Everything rides on the back of leadership.  If Rev. Parris (my role!) or Mr. Danforth had been quality/character men, I think that the disaster in Salem could have been avoided.  Both were wrecked by pride and misplaced priorities.  The whole shebang centered around the young girls (niece and daughter) in Parris’ care.  I know that parents are not to blame for every bad situation their children get into (Lord, I hope not!) but Rev. Parris was a poor parent, and a poor leader of the people of Salem.  Like leader, like people…On the other side of that coin, Abigail Williams led a cold and calculated plot to manipulate, lie, betray, and murder (20 people hanged) before shoving off to Boston (don’t let your kids go to Boston).  Leadership–good or bad–is influence.

The only thing necessary for the triumph of evil is for good men to do nothing. (attributed to Edmund Burke)  That’s the bottom line in Salem, Happy Valley, and your house.  If you and I are not intentional, life does not drift toward the good.  I don’t envy the whistle-blower, but there must come a day when you and I choose to stand on the side of good vs evil.  Someone should have done something…we hear that still.

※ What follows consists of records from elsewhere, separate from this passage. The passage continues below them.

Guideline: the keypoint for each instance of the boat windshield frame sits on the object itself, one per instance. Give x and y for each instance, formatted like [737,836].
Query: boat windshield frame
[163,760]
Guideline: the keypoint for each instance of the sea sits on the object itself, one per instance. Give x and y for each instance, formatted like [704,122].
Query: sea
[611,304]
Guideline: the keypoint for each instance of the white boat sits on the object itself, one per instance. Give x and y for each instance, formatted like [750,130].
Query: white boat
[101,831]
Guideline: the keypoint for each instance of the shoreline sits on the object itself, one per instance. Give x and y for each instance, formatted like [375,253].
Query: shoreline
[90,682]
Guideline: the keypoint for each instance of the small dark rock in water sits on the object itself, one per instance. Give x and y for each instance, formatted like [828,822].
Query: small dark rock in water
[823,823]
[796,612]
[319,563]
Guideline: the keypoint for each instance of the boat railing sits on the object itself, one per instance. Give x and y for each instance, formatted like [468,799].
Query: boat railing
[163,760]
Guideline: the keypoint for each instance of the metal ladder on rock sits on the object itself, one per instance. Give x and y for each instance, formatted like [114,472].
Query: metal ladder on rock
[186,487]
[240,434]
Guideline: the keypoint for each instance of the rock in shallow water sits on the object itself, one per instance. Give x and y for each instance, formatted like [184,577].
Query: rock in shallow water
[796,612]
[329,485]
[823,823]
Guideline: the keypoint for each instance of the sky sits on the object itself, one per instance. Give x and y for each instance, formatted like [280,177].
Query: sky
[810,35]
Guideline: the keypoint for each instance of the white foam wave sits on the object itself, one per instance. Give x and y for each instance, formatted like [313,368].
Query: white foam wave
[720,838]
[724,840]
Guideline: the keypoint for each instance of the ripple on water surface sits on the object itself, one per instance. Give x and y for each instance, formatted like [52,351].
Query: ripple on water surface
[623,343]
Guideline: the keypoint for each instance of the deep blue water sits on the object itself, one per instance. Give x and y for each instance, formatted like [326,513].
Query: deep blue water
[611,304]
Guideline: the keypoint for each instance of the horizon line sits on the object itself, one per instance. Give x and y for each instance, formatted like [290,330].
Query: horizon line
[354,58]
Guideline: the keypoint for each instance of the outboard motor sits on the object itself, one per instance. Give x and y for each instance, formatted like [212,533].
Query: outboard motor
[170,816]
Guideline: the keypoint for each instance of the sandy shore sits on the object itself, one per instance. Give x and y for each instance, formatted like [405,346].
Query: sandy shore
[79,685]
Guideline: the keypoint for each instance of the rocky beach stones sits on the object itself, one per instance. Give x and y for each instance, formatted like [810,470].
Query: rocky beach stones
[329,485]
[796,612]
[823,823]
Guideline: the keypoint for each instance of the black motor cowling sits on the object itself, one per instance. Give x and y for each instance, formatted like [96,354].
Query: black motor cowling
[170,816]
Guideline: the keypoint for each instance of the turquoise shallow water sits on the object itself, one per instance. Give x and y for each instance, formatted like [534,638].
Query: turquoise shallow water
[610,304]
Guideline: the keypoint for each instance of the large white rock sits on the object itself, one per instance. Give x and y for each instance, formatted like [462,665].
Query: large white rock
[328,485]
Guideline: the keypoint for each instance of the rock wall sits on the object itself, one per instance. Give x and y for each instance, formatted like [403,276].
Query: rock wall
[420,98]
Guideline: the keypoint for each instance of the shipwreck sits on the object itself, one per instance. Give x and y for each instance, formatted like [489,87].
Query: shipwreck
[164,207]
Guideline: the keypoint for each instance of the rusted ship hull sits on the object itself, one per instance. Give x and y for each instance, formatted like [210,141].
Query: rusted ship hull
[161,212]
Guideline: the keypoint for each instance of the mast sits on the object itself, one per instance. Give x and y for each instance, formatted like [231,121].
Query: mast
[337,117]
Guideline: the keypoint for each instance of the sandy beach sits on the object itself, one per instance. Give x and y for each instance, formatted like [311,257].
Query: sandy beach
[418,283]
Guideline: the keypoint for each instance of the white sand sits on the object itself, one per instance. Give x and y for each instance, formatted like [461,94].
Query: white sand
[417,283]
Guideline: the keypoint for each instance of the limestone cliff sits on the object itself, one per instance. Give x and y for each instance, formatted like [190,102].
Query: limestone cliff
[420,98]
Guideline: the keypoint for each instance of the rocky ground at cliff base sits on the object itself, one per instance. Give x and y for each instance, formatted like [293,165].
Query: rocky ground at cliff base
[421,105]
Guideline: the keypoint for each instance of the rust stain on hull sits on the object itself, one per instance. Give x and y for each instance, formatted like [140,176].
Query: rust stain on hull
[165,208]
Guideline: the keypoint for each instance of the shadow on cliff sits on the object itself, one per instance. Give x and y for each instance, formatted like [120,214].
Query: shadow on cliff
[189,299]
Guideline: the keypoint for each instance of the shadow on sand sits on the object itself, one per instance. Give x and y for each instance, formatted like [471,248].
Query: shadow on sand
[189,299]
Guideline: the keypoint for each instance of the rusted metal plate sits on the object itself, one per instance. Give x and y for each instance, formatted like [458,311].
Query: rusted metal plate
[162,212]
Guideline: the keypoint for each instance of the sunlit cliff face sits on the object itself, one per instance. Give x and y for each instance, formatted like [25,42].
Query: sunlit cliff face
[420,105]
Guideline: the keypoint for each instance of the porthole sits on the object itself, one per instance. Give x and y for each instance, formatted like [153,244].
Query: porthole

I found friends in Salem.  A little more than a month ago I was meeting this cast at our read-through.  Now I consider them to be friends, with secret handshakes and inside jokes.  We’ve shared rides and beers and stories and lives.  I am so grateful for the Community I have found in community theatre.

I’m probably hooked.  I don’t know if I’m any good at this acting thing.  I’ve blown the last 2 singing auditions that I’ve had, that’s for sure.  It’s possible that they gave me a role in this play because I have a key to the building where the Community Theatre office is!  But if they’ll have me, I’ll be back next season for another round of auditions.  Only this year I’m going to seriously practice my audition song!